Camera traps are ideal for automated capturing and monitoring wildlife, but traditional equipment often relies on infrared sensors to activate recording. Even a short delay is enough for small and fast-moving animals to leave the frame before recording starts, often leading to empty recordings.
In this paper, researchers proposed a novel camera trap triggering system based solely on a camera sensor. Intended for affordable use by citizen scientists, the system can be deployed using a cheap, low-power Raspberry Pi mini-computer with a camera and minimal storage requirements for less than €100.
Relying on innovative detector algorithms based on machine learning, the DynAikonTrap system incorporates a sequence of filters that ultimately leads to the storage of animal images, while automatically discarding video with no animals. While motion detection is faster than animal detection, a buffer between the two filters allows for near real-time analysis.

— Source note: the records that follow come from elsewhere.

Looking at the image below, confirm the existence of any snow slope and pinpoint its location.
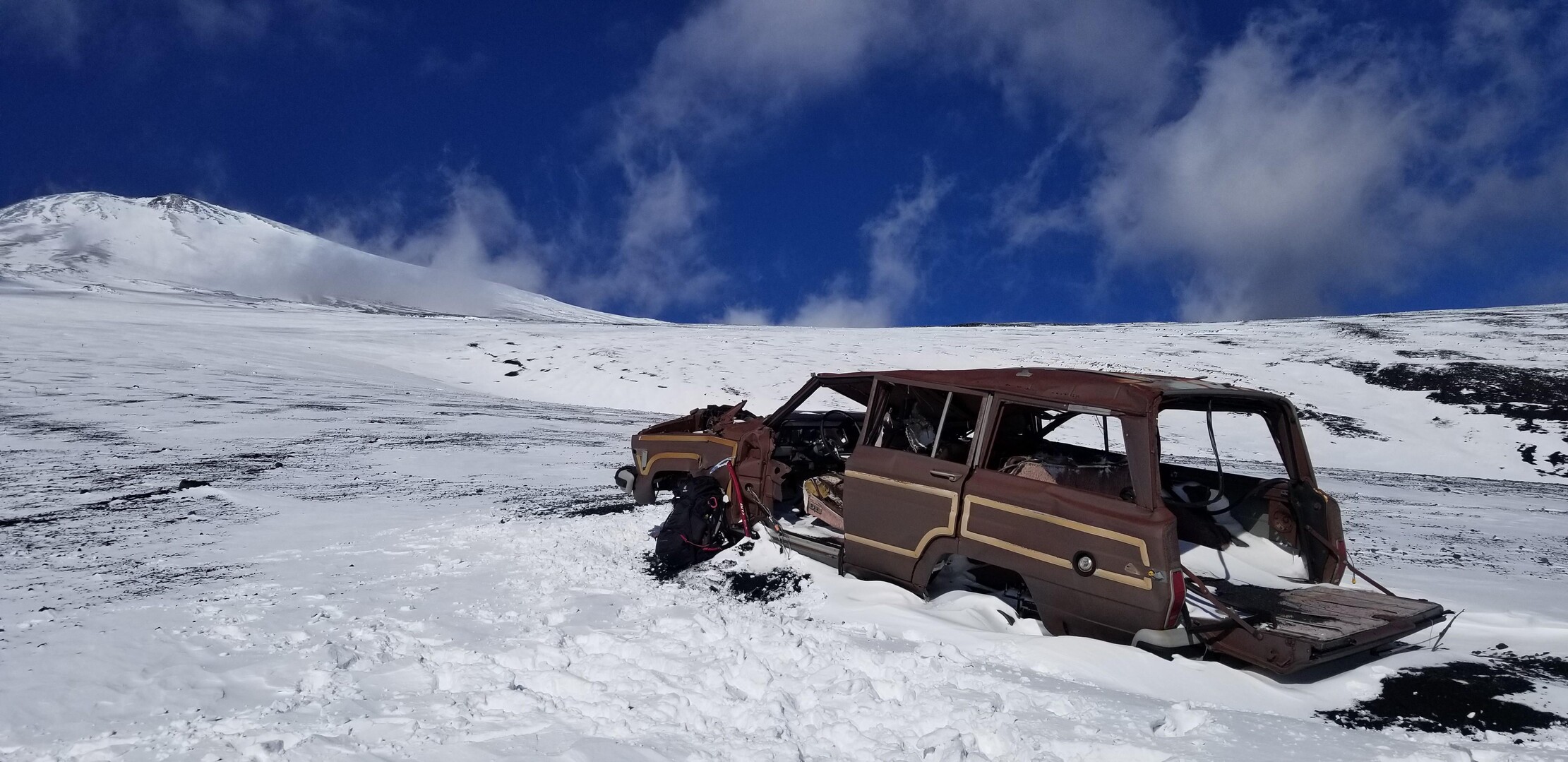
[0,193,640,323]
[0,195,1568,762]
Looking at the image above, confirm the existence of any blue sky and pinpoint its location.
[0,0,1568,325]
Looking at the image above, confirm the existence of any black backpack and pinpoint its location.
[654,473,729,576]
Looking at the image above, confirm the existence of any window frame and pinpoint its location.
[856,376,998,469]
[974,393,1143,506]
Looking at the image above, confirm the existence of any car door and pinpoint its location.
[844,379,986,582]
[958,400,1175,636]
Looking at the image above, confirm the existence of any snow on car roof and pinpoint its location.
[822,367,1281,414]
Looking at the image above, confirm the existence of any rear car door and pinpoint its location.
[844,379,986,582]
[958,400,1175,640]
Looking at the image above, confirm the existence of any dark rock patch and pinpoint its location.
[724,569,810,600]
[1297,405,1388,442]
[566,501,637,516]
[1319,643,1568,735]
[1394,350,1480,361]
[1333,323,1399,342]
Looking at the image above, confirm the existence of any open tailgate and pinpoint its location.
[1193,580,1447,674]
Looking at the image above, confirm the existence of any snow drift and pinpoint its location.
[0,193,640,323]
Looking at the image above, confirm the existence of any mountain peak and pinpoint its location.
[0,191,641,323]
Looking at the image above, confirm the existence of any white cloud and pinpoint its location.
[176,0,273,47]
[991,140,1084,249]
[0,0,90,63]
[566,157,719,314]
[786,165,953,328]
[321,171,551,292]
[615,0,909,157]
[927,0,1184,131]
[599,0,908,312]
[718,307,773,326]
[1087,5,1568,320]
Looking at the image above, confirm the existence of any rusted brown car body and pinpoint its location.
[618,369,1444,672]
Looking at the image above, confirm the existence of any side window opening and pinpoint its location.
[868,383,981,463]
[1159,398,1307,567]
[985,403,1134,500]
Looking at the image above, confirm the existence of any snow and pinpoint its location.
[0,198,1568,762]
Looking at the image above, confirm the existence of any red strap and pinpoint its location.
[728,460,756,538]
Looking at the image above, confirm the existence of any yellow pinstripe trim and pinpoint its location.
[958,496,1154,590]
[844,470,958,558]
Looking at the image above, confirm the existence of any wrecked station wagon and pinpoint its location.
[616,369,1447,674]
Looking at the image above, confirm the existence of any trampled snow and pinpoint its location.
[0,198,1568,761]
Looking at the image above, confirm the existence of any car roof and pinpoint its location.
[818,367,1289,415]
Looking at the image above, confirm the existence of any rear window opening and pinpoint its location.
[985,401,1135,501]
[1159,400,1310,589]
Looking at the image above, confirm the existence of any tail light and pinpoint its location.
[1165,569,1187,631]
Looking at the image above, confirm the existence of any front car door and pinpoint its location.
[844,379,986,585]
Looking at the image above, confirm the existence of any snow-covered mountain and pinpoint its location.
[0,193,643,323]
[0,194,1568,762]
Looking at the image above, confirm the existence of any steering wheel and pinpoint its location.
[814,411,861,460]
[1165,482,1229,513]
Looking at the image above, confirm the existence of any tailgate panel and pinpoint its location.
[1201,580,1444,672]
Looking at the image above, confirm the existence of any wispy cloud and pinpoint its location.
[0,0,373,66]
[321,169,553,292]
[734,162,953,328]
[599,0,908,312]
[1087,3,1568,320]
[0,0,91,64]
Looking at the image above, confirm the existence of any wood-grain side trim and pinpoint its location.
[958,496,1154,590]
[844,470,958,558]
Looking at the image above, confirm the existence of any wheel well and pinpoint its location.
[925,554,1040,619]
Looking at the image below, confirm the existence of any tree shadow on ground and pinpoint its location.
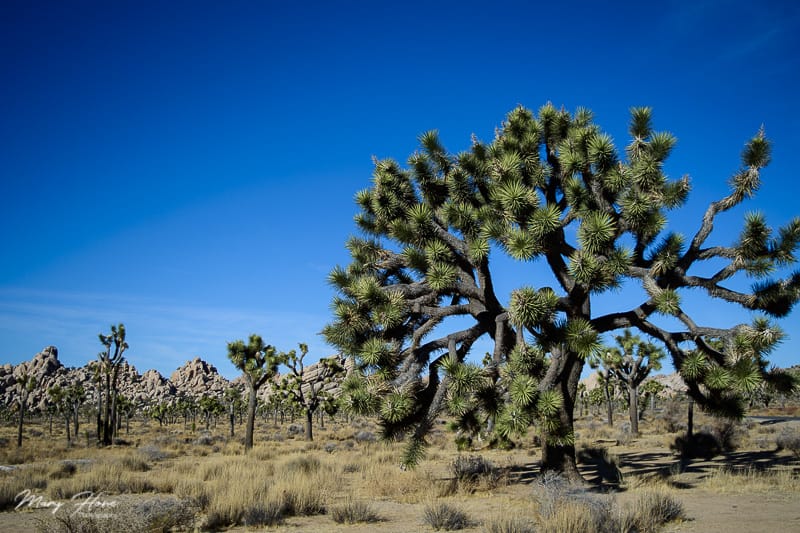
[508,449,800,492]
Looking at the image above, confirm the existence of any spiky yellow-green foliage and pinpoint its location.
[323,104,800,476]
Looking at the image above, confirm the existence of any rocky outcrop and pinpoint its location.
[169,357,231,398]
[0,346,353,411]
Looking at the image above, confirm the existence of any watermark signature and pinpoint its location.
[14,489,119,518]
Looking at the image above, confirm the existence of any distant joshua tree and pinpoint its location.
[280,343,344,441]
[16,370,36,448]
[97,324,128,446]
[228,333,286,451]
[604,329,665,435]
[47,385,72,446]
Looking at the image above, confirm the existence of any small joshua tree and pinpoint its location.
[228,333,286,450]
[97,324,128,446]
[602,329,664,435]
[280,343,344,441]
[222,387,242,437]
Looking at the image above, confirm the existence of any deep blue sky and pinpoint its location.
[0,0,800,377]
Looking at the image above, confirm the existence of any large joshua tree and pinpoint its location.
[324,104,800,478]
[228,334,286,451]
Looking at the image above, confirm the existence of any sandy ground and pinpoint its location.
[6,421,800,533]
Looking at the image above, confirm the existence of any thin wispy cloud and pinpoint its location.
[0,288,332,377]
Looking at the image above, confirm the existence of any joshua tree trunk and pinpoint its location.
[306,409,314,440]
[541,354,583,482]
[17,399,25,448]
[603,380,614,427]
[628,386,639,437]
[244,383,256,451]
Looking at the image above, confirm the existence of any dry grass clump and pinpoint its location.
[483,515,537,533]
[47,454,156,499]
[36,496,197,533]
[775,428,800,457]
[0,465,48,511]
[422,502,473,531]
[624,489,686,533]
[175,448,339,529]
[359,462,437,503]
[331,498,380,524]
[534,474,684,533]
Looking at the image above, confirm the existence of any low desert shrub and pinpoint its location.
[670,430,722,460]
[422,502,472,531]
[627,489,686,533]
[449,455,503,492]
[331,499,380,524]
[534,472,621,533]
[577,446,622,485]
[703,468,800,494]
[775,428,800,457]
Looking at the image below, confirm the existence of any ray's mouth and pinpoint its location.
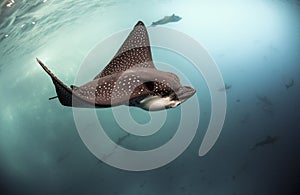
[176,86,196,103]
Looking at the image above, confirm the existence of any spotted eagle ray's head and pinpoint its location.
[37,21,196,111]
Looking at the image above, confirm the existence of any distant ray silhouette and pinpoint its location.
[37,21,195,110]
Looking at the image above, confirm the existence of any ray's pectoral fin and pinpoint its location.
[94,21,155,80]
[144,81,154,91]
[36,58,72,106]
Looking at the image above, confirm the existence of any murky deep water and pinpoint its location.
[0,0,300,195]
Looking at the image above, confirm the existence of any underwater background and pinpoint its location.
[0,0,300,195]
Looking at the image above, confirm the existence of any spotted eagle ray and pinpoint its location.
[37,21,196,111]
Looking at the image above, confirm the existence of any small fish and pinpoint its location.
[151,14,182,26]
[219,83,232,91]
[251,135,279,150]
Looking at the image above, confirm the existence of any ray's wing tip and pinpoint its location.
[35,57,44,66]
[135,20,145,26]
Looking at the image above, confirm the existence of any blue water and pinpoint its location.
[0,0,300,195]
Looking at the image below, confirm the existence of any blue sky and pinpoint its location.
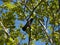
[0,1,49,45]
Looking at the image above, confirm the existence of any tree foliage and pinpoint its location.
[0,0,60,45]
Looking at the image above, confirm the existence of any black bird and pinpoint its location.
[22,18,33,31]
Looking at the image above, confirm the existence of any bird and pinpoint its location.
[22,18,33,31]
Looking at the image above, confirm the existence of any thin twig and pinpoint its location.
[39,20,53,44]
[0,21,9,36]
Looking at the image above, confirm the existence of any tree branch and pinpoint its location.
[39,20,53,44]
[0,21,9,36]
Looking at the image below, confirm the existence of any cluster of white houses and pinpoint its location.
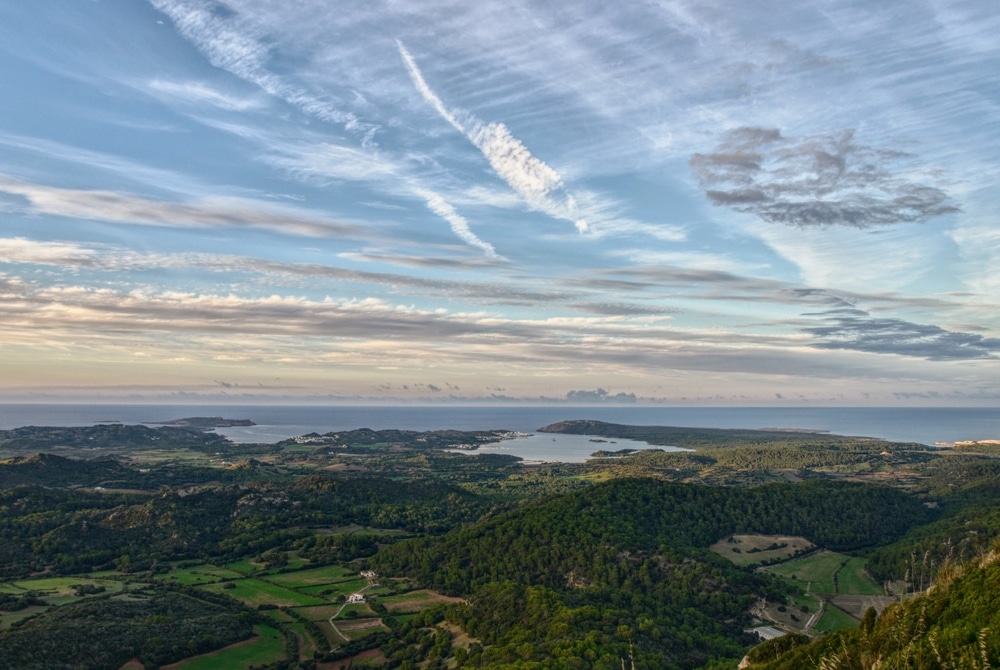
[347,570,378,605]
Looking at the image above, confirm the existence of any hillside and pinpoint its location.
[746,547,1000,670]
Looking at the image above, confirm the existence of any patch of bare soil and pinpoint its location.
[709,535,816,565]
[830,596,896,619]
[337,619,382,631]
[316,649,386,670]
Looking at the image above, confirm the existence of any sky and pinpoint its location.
[0,0,1000,406]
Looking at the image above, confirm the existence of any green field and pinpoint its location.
[158,563,243,586]
[173,624,285,670]
[837,557,885,596]
[201,579,326,607]
[814,603,858,633]
[767,551,848,594]
[269,565,358,588]
[302,579,368,598]
[295,605,347,621]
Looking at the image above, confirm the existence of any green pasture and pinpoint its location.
[201,579,326,607]
[226,558,263,574]
[285,623,318,658]
[378,591,437,619]
[337,619,385,642]
[3,577,125,605]
[0,605,48,630]
[295,605,347,621]
[788,595,823,617]
[169,624,285,670]
[837,557,885,596]
[814,603,858,633]
[767,551,847,593]
[269,565,358,589]
[163,563,243,586]
[300,579,368,600]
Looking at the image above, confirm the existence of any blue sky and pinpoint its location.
[0,0,1000,405]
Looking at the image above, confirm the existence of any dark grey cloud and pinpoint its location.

Using a set of 330 animal video recordings derived from GBIF-mediated occurrences, annotated by frame to indicate animal presence, the authors trained and benchmarked various configurations of detection filters. The ideal filter configuration of DynAikonTrap was able to continuously analyse and record more than 6 hours of animal presence per day at very low power usage.
Sharing their source code freely and openly, the authors provided complete instructions on how to deploy DynAikonTrap on inexpensive hardware, making camera trapping easy and affordable for both researchers and citizen scientists alike.